Handshake error after adding load balance in front of TiDB

Note:
This topic has been translated from a Chinese forum by GPT and might contain errors.

Original topic: tidb前加了loadbalance 后Handshake error错误

| username: TiDB_C罗

[TiDB Usage Environment] Production Environment / Testing / PoC
[TiDB Version]
[Reproduction Path] Added Huawei Cloud load balance in front of TiDB
[Encountered Problem: Problem Phenomenon and Impact]
After adding Huawei Cloud’s load balancer, this metric increased. What is the reason?

| username: Billmay表妹 | Original post link

The “Handshake error” usually indicates an issue with the connection between the client and the TiDB server. When you add a load balancer in front of TiDB, there might be a misconfiguration in the load balancer causing the connection to fail.

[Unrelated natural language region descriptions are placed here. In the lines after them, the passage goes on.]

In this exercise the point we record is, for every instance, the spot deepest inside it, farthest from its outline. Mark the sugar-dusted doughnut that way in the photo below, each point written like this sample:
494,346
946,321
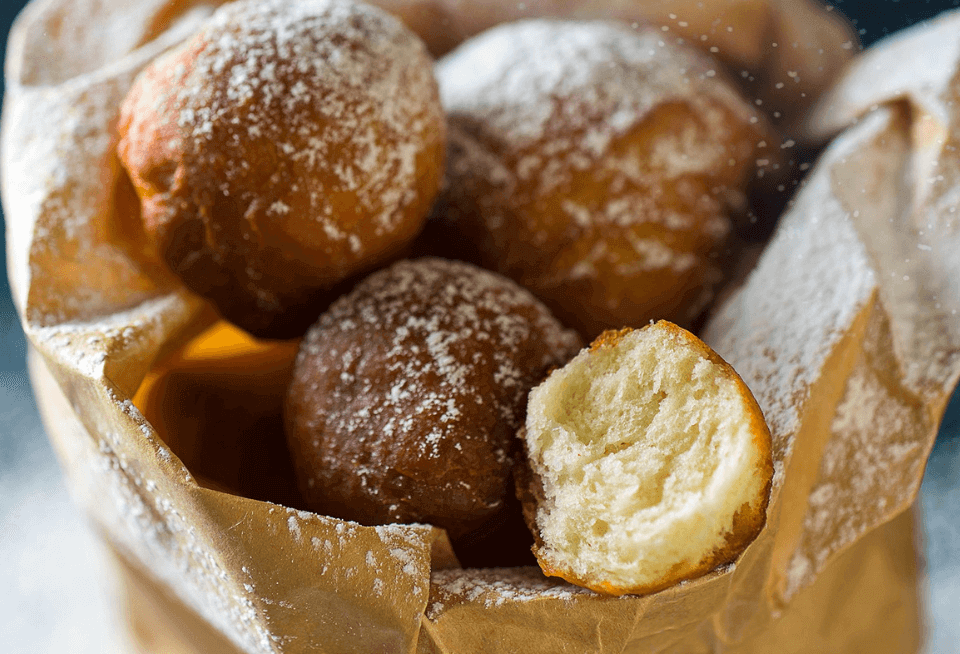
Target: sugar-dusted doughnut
282,149
596,165
407,394
649,463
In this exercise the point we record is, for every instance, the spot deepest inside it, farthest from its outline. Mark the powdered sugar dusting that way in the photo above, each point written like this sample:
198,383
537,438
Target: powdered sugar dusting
493,587
431,310
432,355
867,472
604,69
811,282
597,162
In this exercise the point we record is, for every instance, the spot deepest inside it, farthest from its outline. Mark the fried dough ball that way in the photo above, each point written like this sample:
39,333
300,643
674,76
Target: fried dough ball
407,394
649,463
595,165
283,149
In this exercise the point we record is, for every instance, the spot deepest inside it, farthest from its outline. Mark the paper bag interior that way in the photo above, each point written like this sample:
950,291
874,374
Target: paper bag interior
846,332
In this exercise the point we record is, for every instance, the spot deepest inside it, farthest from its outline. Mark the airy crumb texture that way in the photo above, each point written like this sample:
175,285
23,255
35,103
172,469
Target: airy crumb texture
649,463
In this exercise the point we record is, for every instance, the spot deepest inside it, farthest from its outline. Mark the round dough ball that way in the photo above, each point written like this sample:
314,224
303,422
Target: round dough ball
283,149
595,165
407,394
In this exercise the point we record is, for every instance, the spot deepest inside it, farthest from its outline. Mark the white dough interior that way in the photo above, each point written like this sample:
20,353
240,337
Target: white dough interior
646,452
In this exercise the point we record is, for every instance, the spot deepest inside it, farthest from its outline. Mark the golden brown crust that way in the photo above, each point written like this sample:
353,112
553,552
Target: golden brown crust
609,220
267,174
747,522
407,393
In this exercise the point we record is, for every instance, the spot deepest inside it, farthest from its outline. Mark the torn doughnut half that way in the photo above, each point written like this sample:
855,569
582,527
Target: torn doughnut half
649,463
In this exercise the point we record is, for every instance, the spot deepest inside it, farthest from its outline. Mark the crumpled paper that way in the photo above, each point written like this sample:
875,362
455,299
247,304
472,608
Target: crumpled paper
846,332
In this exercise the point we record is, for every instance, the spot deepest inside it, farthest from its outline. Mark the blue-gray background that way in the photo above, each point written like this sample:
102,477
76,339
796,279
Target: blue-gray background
55,587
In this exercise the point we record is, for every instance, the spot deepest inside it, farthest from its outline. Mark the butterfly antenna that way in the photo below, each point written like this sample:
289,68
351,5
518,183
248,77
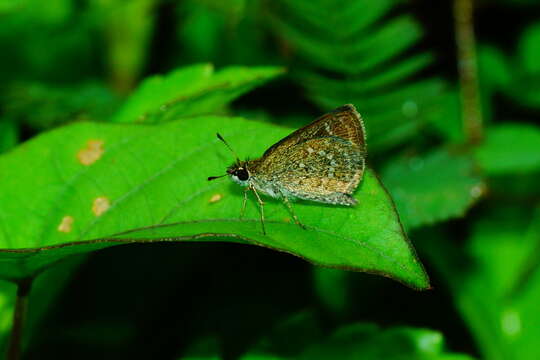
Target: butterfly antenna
215,177
228,146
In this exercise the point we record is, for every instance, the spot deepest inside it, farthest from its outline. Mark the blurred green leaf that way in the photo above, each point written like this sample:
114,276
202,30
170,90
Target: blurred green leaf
529,50
518,77
495,72
331,288
192,90
42,106
494,283
361,341
90,183
367,341
432,188
127,27
353,57
510,148
9,134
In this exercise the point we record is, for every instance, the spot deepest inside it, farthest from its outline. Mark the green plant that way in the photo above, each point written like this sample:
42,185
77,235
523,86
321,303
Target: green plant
97,151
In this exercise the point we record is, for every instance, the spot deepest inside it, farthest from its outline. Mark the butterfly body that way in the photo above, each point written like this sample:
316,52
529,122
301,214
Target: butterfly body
322,162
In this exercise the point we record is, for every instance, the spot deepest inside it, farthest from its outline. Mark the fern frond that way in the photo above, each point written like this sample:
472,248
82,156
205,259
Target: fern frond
355,51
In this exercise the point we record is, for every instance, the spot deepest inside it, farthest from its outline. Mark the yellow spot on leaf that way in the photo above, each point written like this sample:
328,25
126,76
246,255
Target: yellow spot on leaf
100,205
66,224
215,198
91,153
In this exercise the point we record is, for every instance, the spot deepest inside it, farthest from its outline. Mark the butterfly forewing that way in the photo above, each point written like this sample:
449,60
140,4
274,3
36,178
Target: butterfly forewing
323,161
344,122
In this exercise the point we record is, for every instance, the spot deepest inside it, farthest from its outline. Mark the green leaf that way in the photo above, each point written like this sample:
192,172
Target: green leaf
432,188
529,49
366,341
9,134
361,341
191,90
42,106
509,149
495,282
88,186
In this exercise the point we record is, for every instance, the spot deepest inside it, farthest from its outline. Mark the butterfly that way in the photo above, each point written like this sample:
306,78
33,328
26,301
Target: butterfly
322,162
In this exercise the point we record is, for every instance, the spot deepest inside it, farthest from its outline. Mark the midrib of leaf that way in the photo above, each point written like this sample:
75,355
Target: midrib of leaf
136,190
56,210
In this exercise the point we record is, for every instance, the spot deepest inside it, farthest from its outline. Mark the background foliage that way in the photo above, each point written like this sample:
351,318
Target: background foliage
153,80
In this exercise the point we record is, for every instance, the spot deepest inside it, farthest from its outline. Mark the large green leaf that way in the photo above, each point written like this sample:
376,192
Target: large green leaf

Here are possible causes and solutions for the “Handshake error” message:

  1. Load Balancer Misconfiguration: Ensure the load balancer is correctly configured to forward traffic to the correct TiDB instance and port. You can refer to the TiDB documentation [1] for more information on how to configure the load balancer.
  2. Firewall or Network Issues: Check if there are firewall rules or network issues that might be blocking the connection between the client and the TiDB server. You can try pinging the TiDB instance from the client to see if there are any network issues.
  3. Client Misconfiguration: Ensure the client is configured to connect to the load balancer instead of directly connecting to the TiDB instance. You can refer to the TiDB documentation [2] for more information on how to configure the TiDB client.
  4. TiDB Misconfiguration: Ensure the TiDB instance is configured to accept connections from the load balancer. You can refer to the TiDB documentation [3] for more information on how to configure TiDB.

If the above solutions do not work, please provide more information about your environment and the error message, including the full error message and any relevant logs.

| username: redgame | Original post link

Please ensure that the load balancer is configured correctly and routes traffic properly to the TiDB instances.

| username: 像风一样的男子 | Original post link

If you are sure the configuration is correct, try turning off the health check.

| username: TiDB_C罗 | Original post link

  1. The ELB node sends a TCP SYN packet to the backend server (IP + health check port) based on the health check configuration.
  2. After the backend server receives the request packet, if the corresponding port is being properly listened to, it will return a SYN+ACK packet.
    • If the SYN+ACK packet from the backend server is not received within the timeout period, the health check is considered to have failed. Then, an RST packet is sent to the backend server to interrupt the TCP connection.
    • If the SYN+ACK packet is received within the timeout period, an ACK is sent to the backend server, the health check is considered successful, and an RST packet is sent to the backend server to interrupt the TCP connection.
      Sending an RST packet to reset the connection, if this metric in TiDB is stable, can it be ignored?
| username: 像风一样的男子 | Original post link

My Alibaba Cloud SLB frequently gives false alarms, so I turned off the health check.

| username: TiDB_C罗 | Original post link

I don’t dare to turn it off, so I’ll just leave it on. Knowing that this is the cause is enough. So far, I haven’t noticed any impact on other metrics.

| username: TiDB_C罗 | Original post link

  1. The client attempts to establish a TCP connection with a port on the server that is not providing external services, and the server will directly send a reset packet to the client.
  2. If an exception occurs on either the client or server side during interaction (such as a program crash), the system on that side will send a TCP reset packet to the other side, informing it to release the related TCP connection.
  3. If the receiving end receives a TCP packet but finds that the TCP packet is not in its established TCP connection list, it will directly send a reset packet to the other side.
  4. If one side of the interaction does not receive an acknowledgment packet from the other side for a long time, it will actively send a reset packet to the other side to release the TCP connection after exceeding a certain number of retransmissions or time.
  5. Some application developers design their application systems to use reset packets to quickly release TCP connections that have completed data interaction, thereby improving the efficiency of business interactions.

This belongs to the fifth situation.

| username: cassblanca | Original post link

Session persistence issue, right?

| username: ShawnYan | Original post link

It could also be an issue of protocol compatibility.